Date : 20250624
Dossier : IMM-8017-24
Référence : 2025 CF 1136
Ottawa (Ontario), le 24 juin 2025
En présence de l’honorable madame la juge Saint-Fleur
ENTRE : |
RAHUL ANAND |
Demandeur |
et |
LE MINISTRE DE LA CITOYENNETÉ ET DE L’IMMIGRATION |
Défendeur |
JUGEMENT ET MOTIFS
I. Aperçu
[1] Le demandeur, Rahul Anand [demandeur], sollicite le contrôle judiciaire de la décision [Décision] rendue le 25 avril 2024 par la Section d’appel des réfugiés [SAR] de la Commission de l’immigration et du statut de réfugié, par laquelle la SAR a refusé sa demande d’asile parce qu’il bénéficie d’une possibilité de refuge [PRI] à New Delhi. La présente demande de contrôle judiciaire est présentée en vertu du paragraphe 72(1) de la Loi sur l’immigration et la protection des réfugiés, LC 2001, ch. 27 [LIPR].
[2] Le demandeur conteste la Décision de la SAR devant la Cour. Il soutient que l’analyse de la SAR n’est pas fondée sur l’ensemble de la preuve.
[3] Le défendeur soutient pour sa part que le demandeur n’a pas soulevé de motifs sérieux sur lesquels la Cour pourrait se fonder pour intervenir, que la Décision de la SAR est raisonnable et que par conséquent, la demande de contrôle judiciaire doit être rejetée.
[4] Pour les motifs qui suivent, je rejette la demande de contrôle judiciaire du demandeur.
II. Contexte
[5] Le demandeur est un citoyen de l’Inde. Il craint de retourner en Inde parce que lors d’un concert où il se présentait en mai 2019, des individus associés à des partis extrémistes hindous ont tenté de lui faire porter la tête d’une vache au concert. Devant le refus du demandeur, les partis extrémistes hindous ont déposé une plainte à la police alléguant qu’il avait tué une vache. La police a fait savoir à son avocat qu’elle conduit une enquête pour déterminer si des accusations criminelles doivent être portées contre le demandeur pour les raisons d’avoir incité de l’animosité religieuse.

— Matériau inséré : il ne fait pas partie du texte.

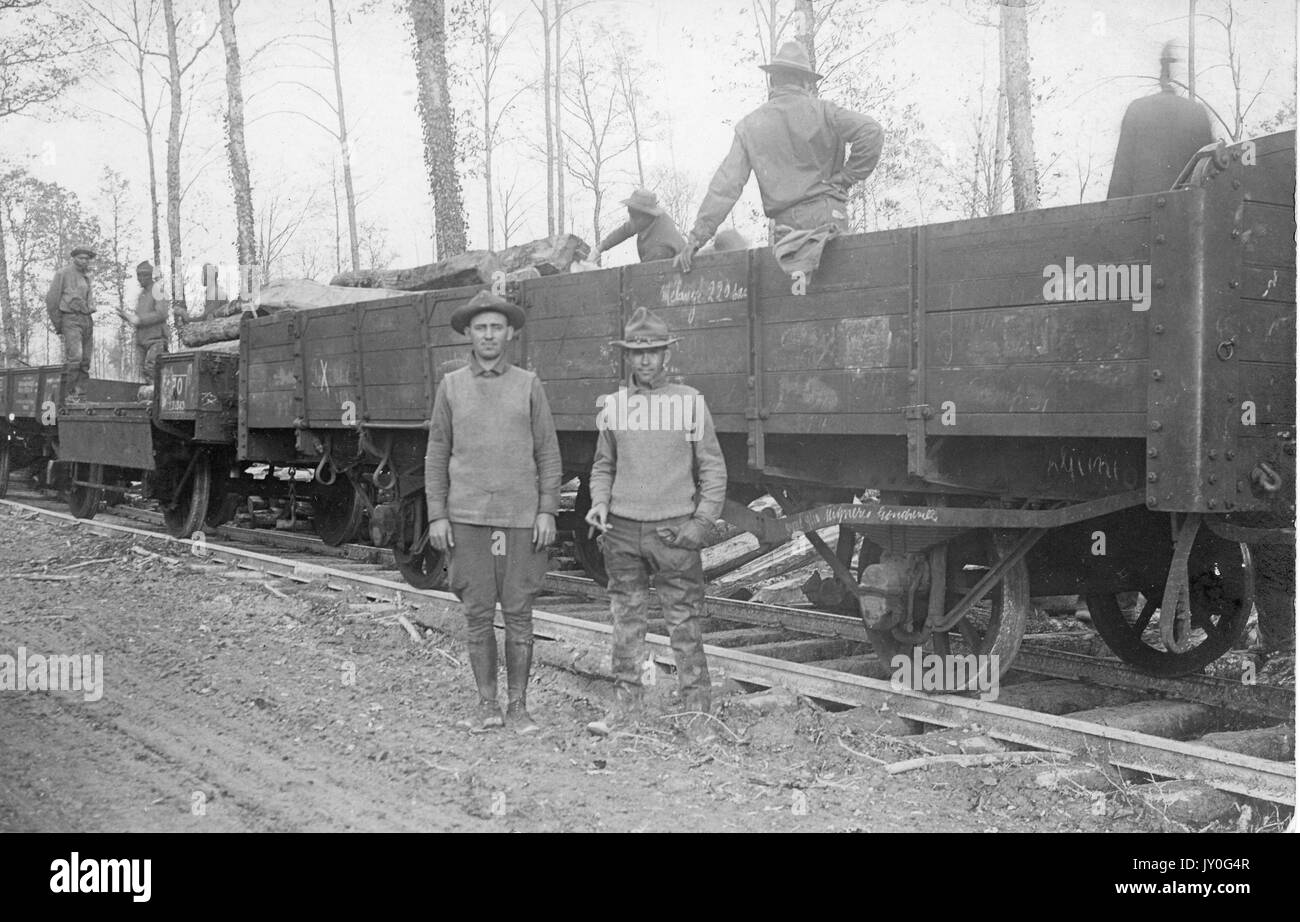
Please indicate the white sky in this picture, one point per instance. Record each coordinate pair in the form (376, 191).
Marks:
(700, 86)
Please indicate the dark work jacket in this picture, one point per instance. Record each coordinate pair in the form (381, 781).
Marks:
(1158, 135)
(661, 239)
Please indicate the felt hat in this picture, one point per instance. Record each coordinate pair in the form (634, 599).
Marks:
(645, 330)
(486, 301)
(644, 199)
(792, 56)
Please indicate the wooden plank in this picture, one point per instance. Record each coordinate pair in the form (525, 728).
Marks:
(841, 343)
(858, 390)
(1119, 386)
(869, 301)
(1074, 332)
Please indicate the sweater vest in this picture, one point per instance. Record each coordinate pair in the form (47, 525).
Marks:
(492, 470)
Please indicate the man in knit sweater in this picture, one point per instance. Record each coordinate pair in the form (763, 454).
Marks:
(658, 484)
(493, 484)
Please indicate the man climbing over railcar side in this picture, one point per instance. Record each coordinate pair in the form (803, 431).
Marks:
(793, 143)
(657, 234)
(1158, 135)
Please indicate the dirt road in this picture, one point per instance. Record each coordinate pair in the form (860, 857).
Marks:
(226, 706)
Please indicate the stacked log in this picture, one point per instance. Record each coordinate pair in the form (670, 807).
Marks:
(547, 256)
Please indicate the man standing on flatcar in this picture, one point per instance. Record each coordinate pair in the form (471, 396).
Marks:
(793, 143)
(657, 234)
(70, 307)
(150, 323)
(657, 489)
(493, 484)
(1158, 135)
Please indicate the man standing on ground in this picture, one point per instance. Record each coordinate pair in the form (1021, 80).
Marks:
(794, 144)
(1158, 135)
(150, 323)
(493, 484)
(657, 236)
(655, 493)
(70, 308)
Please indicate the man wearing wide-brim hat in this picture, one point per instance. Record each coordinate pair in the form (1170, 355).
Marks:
(657, 234)
(150, 323)
(492, 476)
(70, 307)
(658, 484)
(793, 143)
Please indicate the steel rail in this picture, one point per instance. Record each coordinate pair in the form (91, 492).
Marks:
(1225, 770)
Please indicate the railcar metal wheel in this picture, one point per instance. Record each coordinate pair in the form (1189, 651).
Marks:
(419, 563)
(1275, 594)
(992, 628)
(4, 466)
(1221, 589)
(185, 513)
(83, 501)
(337, 511)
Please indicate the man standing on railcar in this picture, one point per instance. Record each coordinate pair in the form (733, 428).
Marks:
(492, 483)
(150, 323)
(794, 144)
(657, 234)
(1158, 135)
(658, 484)
(70, 307)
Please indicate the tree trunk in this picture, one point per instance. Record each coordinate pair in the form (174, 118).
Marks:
(7, 325)
(995, 199)
(488, 133)
(1025, 172)
(246, 241)
(173, 163)
(354, 246)
(550, 122)
(807, 38)
(440, 137)
(559, 108)
(148, 150)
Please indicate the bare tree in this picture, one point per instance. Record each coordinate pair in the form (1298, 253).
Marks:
(428, 24)
(490, 47)
(174, 193)
(128, 27)
(603, 129)
(1019, 108)
(278, 226)
(246, 243)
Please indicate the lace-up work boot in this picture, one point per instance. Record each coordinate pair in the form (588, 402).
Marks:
(625, 711)
(482, 662)
(519, 662)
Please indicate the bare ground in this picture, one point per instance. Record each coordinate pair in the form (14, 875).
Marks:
(229, 708)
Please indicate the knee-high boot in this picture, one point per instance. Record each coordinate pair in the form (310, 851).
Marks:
(519, 662)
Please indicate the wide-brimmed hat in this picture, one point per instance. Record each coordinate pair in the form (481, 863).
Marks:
(486, 301)
(792, 56)
(644, 199)
(645, 330)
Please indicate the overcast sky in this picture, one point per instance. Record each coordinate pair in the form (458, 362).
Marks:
(1091, 53)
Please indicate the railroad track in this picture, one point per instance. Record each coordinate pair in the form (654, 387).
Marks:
(817, 654)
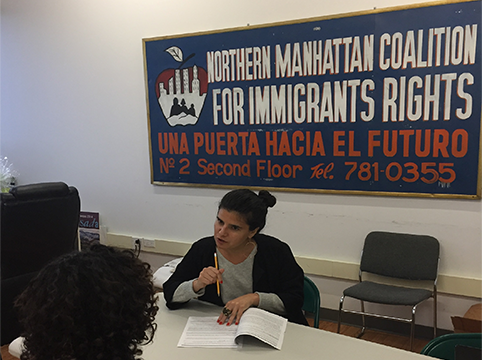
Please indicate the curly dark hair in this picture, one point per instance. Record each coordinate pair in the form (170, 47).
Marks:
(98, 303)
(253, 207)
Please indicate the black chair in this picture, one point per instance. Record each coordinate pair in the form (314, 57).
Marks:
(311, 303)
(396, 256)
(38, 223)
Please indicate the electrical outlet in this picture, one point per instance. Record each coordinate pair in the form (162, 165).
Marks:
(148, 243)
(136, 243)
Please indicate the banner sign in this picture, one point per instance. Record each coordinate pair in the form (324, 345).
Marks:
(385, 102)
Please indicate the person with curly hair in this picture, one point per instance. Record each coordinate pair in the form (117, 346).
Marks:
(249, 270)
(95, 304)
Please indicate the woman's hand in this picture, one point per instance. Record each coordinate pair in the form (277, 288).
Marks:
(207, 276)
(237, 307)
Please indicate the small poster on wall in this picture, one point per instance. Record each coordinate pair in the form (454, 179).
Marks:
(89, 229)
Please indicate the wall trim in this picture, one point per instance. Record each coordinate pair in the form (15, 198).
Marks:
(448, 284)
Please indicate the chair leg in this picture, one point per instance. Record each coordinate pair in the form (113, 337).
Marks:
(362, 331)
(412, 327)
(340, 310)
(435, 313)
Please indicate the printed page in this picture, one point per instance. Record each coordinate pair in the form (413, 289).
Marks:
(263, 325)
(203, 331)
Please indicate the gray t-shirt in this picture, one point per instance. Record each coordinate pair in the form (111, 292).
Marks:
(237, 281)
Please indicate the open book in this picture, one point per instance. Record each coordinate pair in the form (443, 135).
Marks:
(204, 331)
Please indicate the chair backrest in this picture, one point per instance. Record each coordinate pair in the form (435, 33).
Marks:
(38, 223)
(311, 302)
(444, 347)
(403, 256)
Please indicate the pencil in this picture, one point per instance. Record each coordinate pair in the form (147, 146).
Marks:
(217, 267)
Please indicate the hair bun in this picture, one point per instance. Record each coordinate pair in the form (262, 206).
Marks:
(267, 198)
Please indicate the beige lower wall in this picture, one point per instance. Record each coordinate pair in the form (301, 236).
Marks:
(447, 284)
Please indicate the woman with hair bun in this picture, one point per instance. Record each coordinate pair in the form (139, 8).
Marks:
(238, 267)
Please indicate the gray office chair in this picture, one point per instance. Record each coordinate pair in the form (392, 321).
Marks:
(311, 303)
(397, 256)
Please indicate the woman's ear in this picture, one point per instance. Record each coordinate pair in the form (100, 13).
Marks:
(253, 232)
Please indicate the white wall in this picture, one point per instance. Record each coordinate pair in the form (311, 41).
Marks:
(72, 108)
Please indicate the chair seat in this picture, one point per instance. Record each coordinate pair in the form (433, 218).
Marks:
(387, 294)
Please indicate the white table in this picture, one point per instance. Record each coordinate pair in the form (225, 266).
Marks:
(300, 342)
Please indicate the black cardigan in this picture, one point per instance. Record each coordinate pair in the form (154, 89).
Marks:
(274, 271)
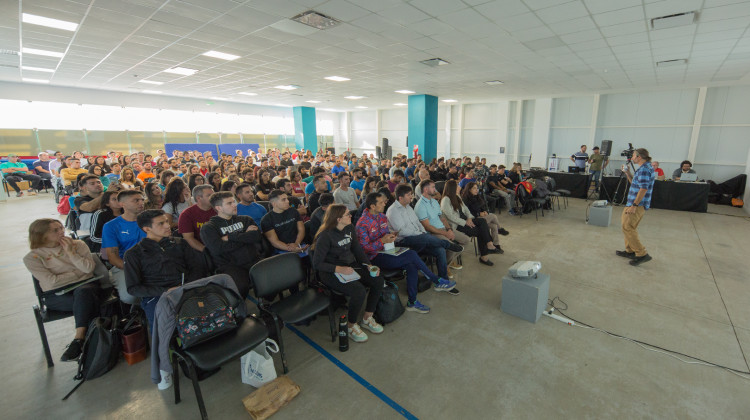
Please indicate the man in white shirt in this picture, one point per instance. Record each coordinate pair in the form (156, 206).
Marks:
(345, 195)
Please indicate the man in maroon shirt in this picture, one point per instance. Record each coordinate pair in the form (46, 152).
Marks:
(193, 217)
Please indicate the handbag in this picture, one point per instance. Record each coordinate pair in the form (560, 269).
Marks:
(257, 364)
(134, 340)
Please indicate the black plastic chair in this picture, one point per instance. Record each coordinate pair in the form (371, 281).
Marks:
(215, 352)
(276, 274)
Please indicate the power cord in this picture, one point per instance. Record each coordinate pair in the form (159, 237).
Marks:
(651, 347)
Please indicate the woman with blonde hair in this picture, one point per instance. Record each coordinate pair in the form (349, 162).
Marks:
(57, 261)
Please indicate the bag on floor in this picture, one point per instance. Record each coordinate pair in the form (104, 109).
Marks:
(101, 350)
(268, 399)
(389, 305)
(257, 364)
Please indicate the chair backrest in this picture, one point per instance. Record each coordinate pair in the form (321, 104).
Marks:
(280, 272)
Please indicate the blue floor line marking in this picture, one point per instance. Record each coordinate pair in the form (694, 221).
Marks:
(362, 381)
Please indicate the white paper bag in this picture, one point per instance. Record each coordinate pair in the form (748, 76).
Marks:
(257, 365)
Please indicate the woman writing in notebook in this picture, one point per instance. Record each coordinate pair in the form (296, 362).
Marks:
(56, 261)
(338, 255)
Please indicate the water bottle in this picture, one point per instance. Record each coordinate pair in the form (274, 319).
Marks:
(343, 334)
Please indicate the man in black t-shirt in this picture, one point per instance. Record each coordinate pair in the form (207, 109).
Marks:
(283, 225)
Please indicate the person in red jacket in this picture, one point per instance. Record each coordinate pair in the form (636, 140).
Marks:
(373, 234)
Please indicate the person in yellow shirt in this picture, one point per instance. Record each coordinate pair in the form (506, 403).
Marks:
(70, 174)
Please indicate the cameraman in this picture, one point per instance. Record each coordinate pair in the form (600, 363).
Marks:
(639, 200)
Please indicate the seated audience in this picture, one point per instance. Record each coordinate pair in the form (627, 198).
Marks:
(57, 261)
(685, 168)
(373, 234)
(337, 251)
(459, 217)
(233, 241)
(246, 205)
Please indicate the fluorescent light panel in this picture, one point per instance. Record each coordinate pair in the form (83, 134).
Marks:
(27, 68)
(45, 53)
(287, 87)
(48, 22)
(181, 70)
(221, 55)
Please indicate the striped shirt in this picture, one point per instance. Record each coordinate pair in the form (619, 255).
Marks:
(643, 178)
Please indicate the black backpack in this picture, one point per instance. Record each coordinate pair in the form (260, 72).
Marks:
(206, 312)
(101, 350)
(389, 305)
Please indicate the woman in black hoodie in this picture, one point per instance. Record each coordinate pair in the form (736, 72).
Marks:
(337, 252)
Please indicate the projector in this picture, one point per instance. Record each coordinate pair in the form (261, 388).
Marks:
(524, 268)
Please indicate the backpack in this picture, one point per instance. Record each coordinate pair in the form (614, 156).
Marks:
(389, 305)
(206, 312)
(101, 350)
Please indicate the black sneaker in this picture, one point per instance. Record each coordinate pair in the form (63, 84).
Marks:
(625, 254)
(455, 247)
(640, 260)
(73, 351)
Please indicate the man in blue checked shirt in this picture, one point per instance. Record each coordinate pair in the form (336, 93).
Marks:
(639, 200)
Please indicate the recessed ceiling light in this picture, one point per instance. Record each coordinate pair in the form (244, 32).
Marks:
(27, 68)
(287, 87)
(221, 55)
(45, 53)
(316, 20)
(50, 23)
(181, 70)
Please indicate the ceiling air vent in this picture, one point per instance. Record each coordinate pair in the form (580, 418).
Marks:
(434, 62)
(671, 21)
(316, 20)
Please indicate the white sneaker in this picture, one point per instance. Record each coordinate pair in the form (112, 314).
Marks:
(166, 381)
(357, 335)
(372, 325)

III. Décision faisant l’objet du contrôle judiciaire
[6] La SAR a déterminé que la question déterminante était la PRI et a confirmé les conclusions de la Section de protection des réfugiés [SPR] à cet égard. Plus précisément elle a estimé que la preuve au dossier ne permet pas de conclure que les individus qui en veulent au demandeur ont les moyens de le pourchasser. La SAR a aussi déterminé que la conclusion voulant que la police ne puisse pas le retrouver puisque les actions contre lui étaient extrajudiciaires est correcte. La SAR a également jugé que le demandeur peut éviter d’être retrouvé par le biais des membres de sa famille en limitant les informations qu’il leur transmet sans avoir à cacher son retour au pays ou éviter de rencontrer ses proches. La SAR a jugé correcte la conclusion voulant que le demandeur n'ait pas démontré qu'il sera retrouvé malgré qu’il soit chanteur s’il est discret sur les réseaux sociaux, car il n’est pas une célébrité pouvant être reconnue. La SAR a également jugé que la SPR a correctement conclu que le demandeur a la possibilité de trouver un autre emploi.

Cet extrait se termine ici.